The Virginia Public Procurement Act expresses "the intent of the General Assembly that competition be sought to the maximum feasible degree." Indeed, to ensure maximum competition, NASPO recommends as an essential statutory element that public procurement laws prohibit rules, clauses, or policies allowing in-state or other local preferences for vendors or products. Assisting Virginia companies may be a desirable public policy; however, competition is diminished in public procurement when one class of vendors or products is preferred over others in the marketplace. Thus, while it may be possible to enact a local preference scheme that can survive both judicial review in federal court and a GATT attack in Geneva, where the General Assembly can go with local preferences may be miles away from where it should go.
1WTO rulings against the states, to be applied prospectively only, will not be binding on the states as a matter of federal law. The range of sanctions includes (i) comply with the ruling, (ii) negotiate compensation in the form of trade advantages for the injured nation, or (iii) accept WTO-authorized retaliation such as higher tariffs or other trade barriers directed at U.S. exports generally or the exports of a particular state (Waren 1996, 15).

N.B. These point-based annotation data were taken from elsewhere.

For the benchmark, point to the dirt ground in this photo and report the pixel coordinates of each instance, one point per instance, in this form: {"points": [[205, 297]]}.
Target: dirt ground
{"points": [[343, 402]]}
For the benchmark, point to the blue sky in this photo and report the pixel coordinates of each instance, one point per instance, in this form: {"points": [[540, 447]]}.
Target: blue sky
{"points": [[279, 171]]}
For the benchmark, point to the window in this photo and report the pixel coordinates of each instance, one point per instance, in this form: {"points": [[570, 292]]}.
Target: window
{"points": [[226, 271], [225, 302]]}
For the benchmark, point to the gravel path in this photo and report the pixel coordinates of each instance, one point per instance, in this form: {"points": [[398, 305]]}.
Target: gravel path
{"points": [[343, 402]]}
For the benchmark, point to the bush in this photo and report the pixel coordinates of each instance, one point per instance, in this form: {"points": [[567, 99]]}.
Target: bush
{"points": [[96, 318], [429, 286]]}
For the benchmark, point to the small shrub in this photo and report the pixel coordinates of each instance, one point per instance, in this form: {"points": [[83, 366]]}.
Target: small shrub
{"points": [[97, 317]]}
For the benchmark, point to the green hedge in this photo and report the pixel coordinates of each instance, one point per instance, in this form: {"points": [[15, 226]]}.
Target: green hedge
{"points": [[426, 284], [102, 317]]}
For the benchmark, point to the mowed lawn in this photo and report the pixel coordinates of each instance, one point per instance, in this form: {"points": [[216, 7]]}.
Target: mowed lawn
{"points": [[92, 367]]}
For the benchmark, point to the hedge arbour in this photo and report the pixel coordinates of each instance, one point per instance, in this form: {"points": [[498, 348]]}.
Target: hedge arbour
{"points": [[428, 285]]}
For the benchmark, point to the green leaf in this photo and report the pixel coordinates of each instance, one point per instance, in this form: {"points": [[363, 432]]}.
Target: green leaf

2For example, in a case known as "Beer II," a dispute resolution panel ruled that a Minnesota statute offering favorable excise tax treatment for microbrewery production discriminated against large Canadian beer producers, even though the tax was conditioned solely on the size of the brewery and was absolutely neutral with regard to its location. The tax would have likely withstood U.S. constitutional review (Waren 1996, 16).
Hefner, Frank L. 1996. State Procurement Preferences: Evaluating their Economic Benefit. Spectrum, The Journal of State Government 69 (no. 1): 33-38.
National Association of State Purchasing Officials (NASPO). 1994. State and Local Government Purchasing, 4th ed.
Waren, William T. 1996. Balancing Act: Free Trade and Federalism. State Legislatures 22 (no. 5): 12-17.